Lu Z, Hardt J, Kim J J
Division of Reproductive Biology Research, Department of Obstetrics and Gynecology, Robert H. Lurie Comprehensive Cancer Center, Northwestern University, Chicago, IL 60611, USA.
Mol Hum Reprod. 2008 Jun;14(6):357-66. doi: 10.1093/molehr/gan023. Epub 2008 May 2.
Homeobox (HOX) A10 is essential for fertility as demonstrated in transgenic mice, specifically affecting implantation and decidualization. Its role in human decidualization, however, remains unknown. In this study, we used gene silencing followed by microarray analysis to decipher the role of HOXA10 during decidualization of human endometrial stromal cells (HESCs). HOXA10 was knocked down using siRNA oligonucleotide transfection and cells were treated with estradiol, medroxyprogesterone acetate and dibutyryl cAMP (H + cAMP) to induce decidualization. Genes significantly regulated were identified using the Affymetrix microarray chip. With this method, 2361 transcripts were significantly altered by 1.5-fold or higher (P < 0.05) with H + cAMP treatment only. Of these genes, 258 were significantly up-regulated by HOXA10 knockdown and 236 transcripts were significantly down-regulated by more than 1.5-fold, totaling 494 genes that were regulated by HOXA10 during decidualization. Data analysis using the Ingenuity System revealed that many of the genes regulated by HOXA10 knockdown during H + cAMP treatment were associated with cell cycle. Real-time PCR was used to confirm that HOXA10 knockdown decreased expression of the cell cycle genes CDC2 and CCNB2. In addition, a higher percentage of cells were arrested in the G2/M phase. Next, we observed that cell proliferation as measured by BrdU incorporation was decreased upon HOXA10 knockdown and H + cAMP treatment. Apoptosis, on the other hand, as measured by Annexin V staining was not influenced by siHOXA10 in decidualizing cells. Together, these data demonstrate that during decidualization of HESC, HOXA10 is actively involved in promoting cell proliferation through the regulation of hundreds of genes.

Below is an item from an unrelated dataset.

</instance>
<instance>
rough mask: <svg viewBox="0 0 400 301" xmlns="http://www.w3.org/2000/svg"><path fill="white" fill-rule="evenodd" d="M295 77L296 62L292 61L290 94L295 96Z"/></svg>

同源框(HOX)A10对生育能力至关重要,这在转基因小鼠中得到了证实,它特别影响着床和蜕膜化。然而,其在人类蜕膜化中的作用仍不清楚。在本研究中,我们采用基因沉默并结合微阵列分析来解读HOXA10在人子宫内膜基质细胞(HESC)蜕膜化过程中的作用。使用小干扰RNA(siRNA)寡核苷酸转染敲低HOXA10,并使用雌二醇、醋酸甲羟孕酮和二丁酰环磷腺苷(H + cAMP)处理细胞以诱导蜕膜化。使用Affymetrix微阵列芯片鉴定显著调控的基因。通过这种方法,仅H + cAMP处理就使2361个转录本显著改变了1.5倍或更高(P < 0.05)。在这些基因中,258个因HOXA10敲低而显著上调,236个转录本显著下调超过1.5倍,在蜕膜化过程中共有494个基因受HOXA10调控。使用Ingenuity系统进行数据分析表明,在H + cAMP处理期间,许多因HOXA10敲低而调控的基因与细胞周期相关。使用实时定量聚合酶链反应(Real-time PCR)来确认HOXA10敲低会降低细胞周期基因细胞周期蛋白依赖性激酶2(CDC2)和细胞周期蛋白B2(CCNB2)的表达。此外,更高比例的细胞停滞在G2/M期。接下来,我们观察到,通过5-溴脱氧尿嘧啶核苷(BrdU)掺入法测量的细胞增殖在HOXA10敲低和H + cAMP处理后降低。另一方面,通过膜联蛋白V染色测量的凋亡在蜕膜化细胞中不受小干扰RNA HOXA10(siHOXA10)的影响。总之,这些数据表明,在HESC蜕膜化过程中,HOXA10通过调控数百个基因积极参与促进细胞增殖。